Аня кивнула. Тонкие пряди упали на лицо, скрыли горестные бровки и растерянный взгляд заблудившегося кролика. Только от матушки родной ничего не скроется.
— Анюта, что-то стряслось? Не расскажешь?
— Ох, мамочка, да что рассказывать. Нечего рассказывать. Как-нибудь разберусь сама, ты не беспокойся.
— О таком не рассказывают? — не отступалась Светлана.
— Не о чем рассказывать, — соврала Аня. — Так. Осень. Вот и все.
— «Прощай вино в начале мая, а в сентябре прощай любо-о-овь», — напела Светлана на невнятный мотивчик. С вокалом у нее было так себе. — Я права, дочка? Поссорилась с другом? Это тяжело и неприятно, особенно осенью. Темно, промозгло. А вот увидишь: зимой, как снег ляжет, мир родится заново. Будет тебе Рождество. Но лучше бы тебе безвременье дома пережить. Возвращайся, Анюта, а? В свою комнату. Бабушка и дедушка тебя любят и ждут. А я-то!..
— Подумаю, мама, — кивнула Аня, глядя на свое бледное отражение в оконном стекле. — А ты ждешь кого-то? Почему мы вдруг здесь встречаемся? Или концерт? Репетиция? Можно я посижу на репетиции?
— О, да. Репетиция. Сейчас подойдет Яша, и будет репетиция. А вот и он, красавец наш.
— Здравствуйте, тетя Света! — просунул голову в дверь аудитории молодой красавец, которому отец объяснил, кто такая Светлана, и что ее свободно можно называть тетей. Кроме того, она оказалась тем самым представителем музыкальной общественности, которого направили в аэропорт встречать юную знаменитость, то есть Яшу же.
«А я-то ее совсем забыл», — сказал Яша отцу. «Неудивительно, — ответил Вадим Михайлович. — Ты был совсем шпингалетом, когда мы приезжали в последний раз. К тому же она очень изменилась. Из несчастной потерянной девчонки такая стала дама! Просто смерть мужьям. Даже не верится».
— Здравствуйте, тетя Света! — сказал Яша. — Я никак не ожидал, что у вас тут такие пробки. Я не опоздал? Извините, если опоздал. Зал там, кажется? — махнул он рукой. Прижал к себе поплотнее скрипку в футляре и улетучился.
— Мама, это кто?! — удивленно спросила Аня.
— Господи, да Яша же! Не узнала? Я-ша!
— Ммм! Нет, — помотала головой Аня. — Что-то как-то… Что-то не помню. Он кто, мам?

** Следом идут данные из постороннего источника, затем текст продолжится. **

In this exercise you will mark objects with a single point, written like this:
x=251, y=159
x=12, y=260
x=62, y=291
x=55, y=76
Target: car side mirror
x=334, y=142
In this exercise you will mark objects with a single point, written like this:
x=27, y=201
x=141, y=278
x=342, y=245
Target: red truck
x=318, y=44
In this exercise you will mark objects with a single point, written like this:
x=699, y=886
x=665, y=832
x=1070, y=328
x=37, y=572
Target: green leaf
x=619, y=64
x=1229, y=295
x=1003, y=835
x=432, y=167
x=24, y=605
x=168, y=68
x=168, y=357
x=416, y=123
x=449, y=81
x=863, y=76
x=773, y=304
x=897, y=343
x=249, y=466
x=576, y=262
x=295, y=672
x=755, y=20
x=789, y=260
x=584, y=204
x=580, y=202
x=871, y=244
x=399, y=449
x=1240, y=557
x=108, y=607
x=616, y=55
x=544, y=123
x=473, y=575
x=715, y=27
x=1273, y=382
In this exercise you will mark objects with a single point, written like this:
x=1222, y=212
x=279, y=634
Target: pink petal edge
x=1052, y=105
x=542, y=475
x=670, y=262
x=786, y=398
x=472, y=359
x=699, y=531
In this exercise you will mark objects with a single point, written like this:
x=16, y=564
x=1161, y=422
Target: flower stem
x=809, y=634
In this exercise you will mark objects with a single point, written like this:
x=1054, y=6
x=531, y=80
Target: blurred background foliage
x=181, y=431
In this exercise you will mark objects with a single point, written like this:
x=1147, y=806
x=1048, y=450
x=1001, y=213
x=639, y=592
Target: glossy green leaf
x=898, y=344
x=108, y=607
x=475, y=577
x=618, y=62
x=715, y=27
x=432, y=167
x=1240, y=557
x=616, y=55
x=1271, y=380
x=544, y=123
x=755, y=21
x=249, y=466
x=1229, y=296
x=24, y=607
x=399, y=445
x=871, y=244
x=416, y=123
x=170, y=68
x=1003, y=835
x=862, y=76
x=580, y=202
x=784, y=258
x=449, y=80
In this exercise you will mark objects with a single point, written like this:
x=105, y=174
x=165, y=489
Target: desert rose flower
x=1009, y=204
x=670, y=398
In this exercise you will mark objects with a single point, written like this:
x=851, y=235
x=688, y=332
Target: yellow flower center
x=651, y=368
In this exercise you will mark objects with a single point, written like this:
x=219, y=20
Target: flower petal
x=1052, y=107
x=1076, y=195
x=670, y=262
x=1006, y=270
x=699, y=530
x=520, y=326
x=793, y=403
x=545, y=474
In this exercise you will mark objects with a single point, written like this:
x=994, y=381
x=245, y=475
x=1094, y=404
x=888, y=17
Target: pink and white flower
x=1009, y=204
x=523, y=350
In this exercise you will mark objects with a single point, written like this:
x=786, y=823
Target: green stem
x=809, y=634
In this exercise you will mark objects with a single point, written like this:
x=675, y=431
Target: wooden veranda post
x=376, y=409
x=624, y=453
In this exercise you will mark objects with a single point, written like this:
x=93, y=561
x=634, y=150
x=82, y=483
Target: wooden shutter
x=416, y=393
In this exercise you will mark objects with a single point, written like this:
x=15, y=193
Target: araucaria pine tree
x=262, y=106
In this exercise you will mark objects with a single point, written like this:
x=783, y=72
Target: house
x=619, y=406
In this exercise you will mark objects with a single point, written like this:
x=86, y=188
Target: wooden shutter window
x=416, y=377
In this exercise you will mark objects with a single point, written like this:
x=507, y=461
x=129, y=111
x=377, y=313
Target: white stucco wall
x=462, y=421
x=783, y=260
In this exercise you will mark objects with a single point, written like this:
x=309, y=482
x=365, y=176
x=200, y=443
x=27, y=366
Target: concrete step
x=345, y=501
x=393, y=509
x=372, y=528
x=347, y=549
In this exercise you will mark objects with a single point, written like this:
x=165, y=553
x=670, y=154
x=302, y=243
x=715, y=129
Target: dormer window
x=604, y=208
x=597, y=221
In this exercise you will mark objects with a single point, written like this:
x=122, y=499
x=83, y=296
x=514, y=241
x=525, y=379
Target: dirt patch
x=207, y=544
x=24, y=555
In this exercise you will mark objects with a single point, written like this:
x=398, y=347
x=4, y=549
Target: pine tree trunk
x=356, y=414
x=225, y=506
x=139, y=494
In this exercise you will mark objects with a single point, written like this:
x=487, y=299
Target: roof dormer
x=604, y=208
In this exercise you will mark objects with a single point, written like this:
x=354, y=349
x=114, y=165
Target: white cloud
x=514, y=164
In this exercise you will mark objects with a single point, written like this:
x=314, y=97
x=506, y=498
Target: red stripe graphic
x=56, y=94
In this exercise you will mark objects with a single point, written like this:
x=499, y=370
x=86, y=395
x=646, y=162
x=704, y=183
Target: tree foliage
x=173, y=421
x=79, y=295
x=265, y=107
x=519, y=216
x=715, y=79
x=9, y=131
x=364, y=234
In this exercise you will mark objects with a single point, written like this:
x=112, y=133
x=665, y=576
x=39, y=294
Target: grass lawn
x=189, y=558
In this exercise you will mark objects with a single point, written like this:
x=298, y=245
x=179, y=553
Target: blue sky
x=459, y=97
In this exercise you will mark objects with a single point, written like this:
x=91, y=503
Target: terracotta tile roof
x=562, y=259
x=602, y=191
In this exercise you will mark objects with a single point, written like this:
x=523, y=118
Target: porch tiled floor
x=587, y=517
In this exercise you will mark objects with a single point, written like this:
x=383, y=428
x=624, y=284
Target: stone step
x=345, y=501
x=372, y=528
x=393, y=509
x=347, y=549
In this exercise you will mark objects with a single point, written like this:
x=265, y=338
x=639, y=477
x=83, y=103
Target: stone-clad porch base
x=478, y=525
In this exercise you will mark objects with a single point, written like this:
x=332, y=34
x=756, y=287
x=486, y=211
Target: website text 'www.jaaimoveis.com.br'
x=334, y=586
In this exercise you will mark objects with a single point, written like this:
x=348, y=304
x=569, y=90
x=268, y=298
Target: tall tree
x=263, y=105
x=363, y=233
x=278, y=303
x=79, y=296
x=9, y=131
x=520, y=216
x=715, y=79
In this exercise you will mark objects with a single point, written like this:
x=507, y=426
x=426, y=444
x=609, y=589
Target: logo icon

— Да сын дяди Вадима из Израиля! — объяснила Светлана. — Они приехали всей семьей, а мы вот будем репетировать. Все очень удачно складывается. Наш ансамбль едет в Голландию, и Яша, сам Яша, великий Яша (он же знаменитость), согласился быть у нас первой скрипкой во время фестиваля.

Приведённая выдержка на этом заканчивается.